Le impugnative esercitabili dallo stato si presentano, però, nettamente differenziate da quelle spettanti alle regioni. Il primo tratto distintivo riguarda il tempo in cui sono proponibili i rispettivi ricorsi: giacché il governo può agire unicamente in via preventiva, impugnando leggi regionali non ancora perfette, nei quindici giorni “dalla data in cui il presidente del consiglio dei ministri ha ricevuto la comunicazione dal presidente della giunta regionale; mentre le regioni debbono impugnare le leggi in via successiva entro il perentorio termine di trenta giorni dalla loro pubblicazione.
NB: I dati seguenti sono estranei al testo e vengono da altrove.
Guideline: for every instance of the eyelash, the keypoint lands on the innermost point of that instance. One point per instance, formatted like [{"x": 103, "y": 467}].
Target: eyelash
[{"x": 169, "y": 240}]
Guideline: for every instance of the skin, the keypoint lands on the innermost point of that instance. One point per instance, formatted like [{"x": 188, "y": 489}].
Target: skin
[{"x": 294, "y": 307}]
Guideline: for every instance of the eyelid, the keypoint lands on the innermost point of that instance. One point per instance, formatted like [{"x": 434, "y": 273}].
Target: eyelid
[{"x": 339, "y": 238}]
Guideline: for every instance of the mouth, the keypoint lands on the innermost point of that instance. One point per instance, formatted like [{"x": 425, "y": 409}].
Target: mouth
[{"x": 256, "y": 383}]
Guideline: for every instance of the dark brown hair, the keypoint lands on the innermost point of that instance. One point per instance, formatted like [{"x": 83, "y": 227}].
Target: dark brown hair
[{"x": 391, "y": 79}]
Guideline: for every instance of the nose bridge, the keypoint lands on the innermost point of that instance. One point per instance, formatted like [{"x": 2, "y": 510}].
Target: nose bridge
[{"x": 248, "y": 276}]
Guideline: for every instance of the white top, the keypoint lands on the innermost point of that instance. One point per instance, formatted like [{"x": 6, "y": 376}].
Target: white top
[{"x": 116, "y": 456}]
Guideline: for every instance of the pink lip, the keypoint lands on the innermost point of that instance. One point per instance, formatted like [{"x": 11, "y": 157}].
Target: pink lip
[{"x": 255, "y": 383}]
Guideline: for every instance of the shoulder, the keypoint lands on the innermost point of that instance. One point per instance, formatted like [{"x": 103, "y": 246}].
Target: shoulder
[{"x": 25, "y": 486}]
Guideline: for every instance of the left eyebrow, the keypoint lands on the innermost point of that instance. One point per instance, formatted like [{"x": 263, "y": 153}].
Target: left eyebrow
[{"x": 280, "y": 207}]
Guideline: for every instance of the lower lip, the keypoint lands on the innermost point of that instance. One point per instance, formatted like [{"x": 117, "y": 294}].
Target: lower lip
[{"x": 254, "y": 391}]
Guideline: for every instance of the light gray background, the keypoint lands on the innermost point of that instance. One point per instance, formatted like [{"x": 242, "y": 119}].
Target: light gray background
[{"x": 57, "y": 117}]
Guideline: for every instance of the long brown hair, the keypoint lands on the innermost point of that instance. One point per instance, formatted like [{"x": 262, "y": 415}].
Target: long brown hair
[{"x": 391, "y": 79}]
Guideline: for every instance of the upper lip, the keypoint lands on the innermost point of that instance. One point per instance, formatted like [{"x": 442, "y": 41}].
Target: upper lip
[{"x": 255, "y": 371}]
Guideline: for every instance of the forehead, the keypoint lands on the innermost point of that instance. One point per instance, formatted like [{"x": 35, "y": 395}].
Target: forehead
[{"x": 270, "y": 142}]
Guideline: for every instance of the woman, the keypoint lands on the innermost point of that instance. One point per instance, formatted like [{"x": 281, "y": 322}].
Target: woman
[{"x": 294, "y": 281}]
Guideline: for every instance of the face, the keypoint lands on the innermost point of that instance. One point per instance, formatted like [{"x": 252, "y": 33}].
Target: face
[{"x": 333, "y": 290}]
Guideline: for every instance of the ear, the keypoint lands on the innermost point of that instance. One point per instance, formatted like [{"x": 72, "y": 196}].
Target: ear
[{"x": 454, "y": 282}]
Di regola, dunque, gli atti impugnati dallo stato non sono ancora muniti della promulgazione ad opera del presidente regionale. L’effetto specifico di queste impugnazioni consiste, nel precludere la promulgazione delle leggi in esame, fino a quando la corte non si sia pronunciata; ed ove ne venga dichiarata l’illegittimità costituzionale, non trova applicazione il primo comma dell’art. 136 Cost., ai sensi del quale la legge ritenuta illegittima “cessa di avere efficacia dal giorno successivo alla pubblicazione della decisione”.

Un secondo tratto distintivo ha invece riguardo ai motivi deducibili o ai vizi denunciabili per mezzo dei ricorsi statali e regionali. Quanto al governo della repubblica l’art. 127 prevede espressamente che la legge suscettibile di essere rinviata al consiglio regionale “ecceda la competenza della regione o contrasti con gli interessi nazionali o con quelli di altre regioni”.

Ma la corte costituzionale ha replicato che “per competenza legislativa attribuita alla regione deve intendersi la sfera entro la quale la stessa può legiferare, sfera che trova i suoi limiti nelle stesse norme costituzionali attributive della potestà”: dal che la conseguenza che può essere denunciato in questa sede qualunque contrasto con la costituzione.

Appunto in tal senso si afferma che lo stato agisce “a tutela dell’ordinamento giuridico complessivo”; che in altre parole i ricorsi governativi sono a tali effetti lo “strumento dell’unità della repubblica”; che il conseguente giudizio della corte forma perciò l’ultima fase di un procedimento di controllo sulla legge regionale, in cui si manifesta la superiorità dello stato nei confronti della regione.

L’unico limite concernente i motivi dei ricorsi del governo riguarda, perciò, la necessaria corrispondenza tra i vizi denunciati in sede di rinvio e quelli che si prestano a venire successivamente sottoposti all’esame della corte. Ben diversamente, i ricorsi regionali avverso leggi dello stato non possono basarsi se non sulla pretesa invasione o lesione delle attribuzioni proprie della regione ricorrente. Tali azioni sono proponibili “quando una regione ritenga che una legge o un atto aventi forza di legge della repubblica invada la sfera della competenza ad essa assegnata dalla costituzione”.

Con questo fondamento la giurisprudenza costituzionale ha quindi ragionato di un indispensabile interesse a ricorrere. Così la corte stessa ha richiesto che l’interesse risulti concreto, ossia che l’impugnazione regionale si presti ad avere “pratico effetto”. Del pari, sono stati ritenuti inammissibili i ricorsi non sorretti da un interesse attuale. Occorre notare però che il requisito dell’invasione di una qualche competenza regionale non è presentemente inteso in senso stretto.

Si danno alcuni statuti speciali che fanno capire come le regioni ricorrenti possano appellarsi a tutte le disposizioni statutarie riguardanti il loro assetto ed i loro rapporti con lo stato. Ciò che più conta, la giurisprudenza è ormai costante nel senso che basti, a rendere ammissibile il ricorso, prospettare alla corte qualunque tipo di “menomazione” o “lesione” delle proprie attribuzioni costituzionalmente garantite.